If I began my career again, where would I focus?
It’s hard to predict the future of medicine; all I can say is that it will have changed profoundly before you even finish your training. Advances in artificial intelligence, diagnostic methods, gene therapy and robotics will displace many of the conventional roles of doctors.
In reflecting on all my efforts to change healthcare, I’ve come to realise that we don’t actually have a health system at all, it would be truer to say we have a ‘medicated sickness’ system. It is uncommon for me to meet any patient in their fifties who is not already on life-long medications for high cholesterol, hypertension, diabetes, depression, or gastro-oesophageal reflux. Today I met a 78 year old patient who takes no medication and is in robust good health. Why can’t that be the norm?
Modern medicine is astonishingly good at treating acute illness and injury but is a disaster when it comes to managing chronic illness. Almost all of the patients we treat in hospital have disease that is preventable. However, the pharmaceutical and technology companies have a strong incentive to make money from maintaining chronic illness and there is very little curiosity or research funding to investigate what keeps people well.
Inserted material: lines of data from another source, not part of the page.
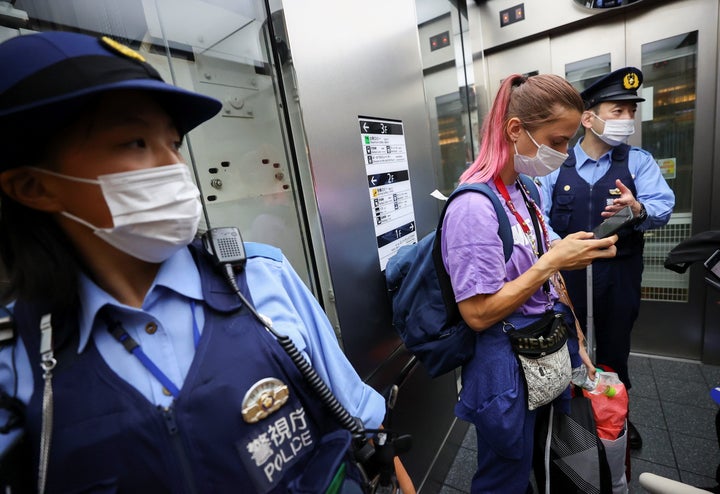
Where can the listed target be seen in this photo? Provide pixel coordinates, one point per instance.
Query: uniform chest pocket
(562, 212)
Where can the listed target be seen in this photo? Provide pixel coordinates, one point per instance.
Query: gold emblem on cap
(631, 81)
(122, 49)
(264, 398)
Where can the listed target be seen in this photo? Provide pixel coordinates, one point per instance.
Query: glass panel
(584, 72)
(668, 132)
(450, 89)
(219, 48)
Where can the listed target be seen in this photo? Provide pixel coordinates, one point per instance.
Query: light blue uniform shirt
(652, 189)
(164, 329)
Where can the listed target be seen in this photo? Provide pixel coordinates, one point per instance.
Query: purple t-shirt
(473, 251)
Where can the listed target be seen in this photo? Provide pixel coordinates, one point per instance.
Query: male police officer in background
(601, 176)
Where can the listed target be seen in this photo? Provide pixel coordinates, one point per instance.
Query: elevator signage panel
(388, 182)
If I began my career again, that would be my focus: I’d devote a lifetime of effort to changing our sickness system into a true health system. I’d work in primary care and in community. Many of the determinants of chronic disease are in our society. It’s time for physicians to become community leaders helping to change the way we lead our lives. It’s time for us to be champions of medical research into what keeps us well, rather than investigating yet another new and expensive treatment for illness.
I would take joy in caring for people, not just treating disease. I’d know that even though the challenge of expert medical care can eventually become routine, there is boundless satisfaction and interest in caring for my patients as unique individuals. I would know that every one of the five lessons I shared with the young Dr Robin will be as valid and relevant in another thirty years.